The caves are small, but the portals are high enough to stand upright.

This part of Ireland is probably the part with the richest remains of the celtic ancestors. In the west of Ireland the old celtic language and numerous legends and fairy tailes survived. So it is evident that the well known caves of Ceis Churainn are the location of numerous legends.

Cormac MacAirt, a famous King of Ireland, was reputedly born and raised by a she-wolf in these caves.

A famous myth of the Ulster cycle called The Death of Diarmuid in the Boar Hunt took place here. Diarmuid and Gráinne are said to have taken refuge from the vengeful Fionn mac Cumhail in one of the seventeen caves on its west side. Fionn mac Cumhail was drawn into the caves by three Otherworld women who spun awry with spindles of holly. Fionn and Conan became enspelled on touching the spindles and lost their strength until they were rescued by flaming haired, one eyed Goll.

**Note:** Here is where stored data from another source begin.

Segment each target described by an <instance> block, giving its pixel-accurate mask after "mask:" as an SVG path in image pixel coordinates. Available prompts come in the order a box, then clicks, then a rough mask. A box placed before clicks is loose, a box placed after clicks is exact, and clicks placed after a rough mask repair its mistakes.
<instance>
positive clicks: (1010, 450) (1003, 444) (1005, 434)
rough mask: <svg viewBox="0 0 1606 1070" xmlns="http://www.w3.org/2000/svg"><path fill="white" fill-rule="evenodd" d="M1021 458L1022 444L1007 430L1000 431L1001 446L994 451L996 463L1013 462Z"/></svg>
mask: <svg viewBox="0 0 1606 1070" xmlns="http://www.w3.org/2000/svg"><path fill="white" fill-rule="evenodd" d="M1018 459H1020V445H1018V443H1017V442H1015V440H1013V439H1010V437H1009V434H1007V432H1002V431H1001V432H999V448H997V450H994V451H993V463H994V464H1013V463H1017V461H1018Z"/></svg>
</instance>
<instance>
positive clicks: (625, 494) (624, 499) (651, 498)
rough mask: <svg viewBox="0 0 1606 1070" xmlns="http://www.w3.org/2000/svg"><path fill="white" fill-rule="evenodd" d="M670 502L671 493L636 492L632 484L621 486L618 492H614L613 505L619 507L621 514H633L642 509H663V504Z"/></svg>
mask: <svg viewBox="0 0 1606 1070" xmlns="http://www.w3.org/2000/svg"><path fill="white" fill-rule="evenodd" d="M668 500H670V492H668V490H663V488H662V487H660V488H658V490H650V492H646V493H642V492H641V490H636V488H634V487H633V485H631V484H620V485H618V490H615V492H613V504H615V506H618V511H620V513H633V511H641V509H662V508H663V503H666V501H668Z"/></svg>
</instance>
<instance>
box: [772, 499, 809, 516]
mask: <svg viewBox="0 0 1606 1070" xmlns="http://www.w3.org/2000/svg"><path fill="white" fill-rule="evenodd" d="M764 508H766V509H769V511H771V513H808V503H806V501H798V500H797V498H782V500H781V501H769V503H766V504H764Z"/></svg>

Knocknarea, a fabled mountain on which Queen Maeve is said to be buried, offers a spectacular view of Sligo Bay and five counties. Just coincidence, that there exists a prehistoric passage tomb right above the caves on the top of the hill?

Another type of legend, a legend of secret connections to far away locations, is told in the following text.

"The cave is said to communicate with that in the county of Roscommon, twenty-four miles in distance, called the Hellmouth door of Ireland, of which it is told (and believed in both counties) that a woman in the county of Roscommon having an unruly calf could never get him home unless driving him by holding him by the tail; that one day he tried to escape and dragged the woman, against her will into the Hellmouth door; that unable to stop him, she ran after him without quitting her hold, and continued running until next morning. She came out at Kishcorren, to her own amazement and that of the neighbouring people."


from the Diary of Gabriel Beranger, 1779


Obviously there is no scientific proof that this legends ever happened. But nevertheless this caves are most important for scientisits, paleontologists and archeologists. Excavations revealed human and animal remains, for example cave bear, the arctic lemming, the reindeer and the Irish elk were found here. The bones of Ursus arctos, Canis lupus, and Lepus timidus were dated with the 14C method to be about 12,000 years old. Much younger were the bones of Mustela erminea (7,600 BP) and Equus caballus (1,500 BP). [Archaeometry 39(2) (1997), 445-471]

The caves were used by man since prehistoric times. They were the site of ritual gatherings at seasonal festivals such as Lugnasa until the last century.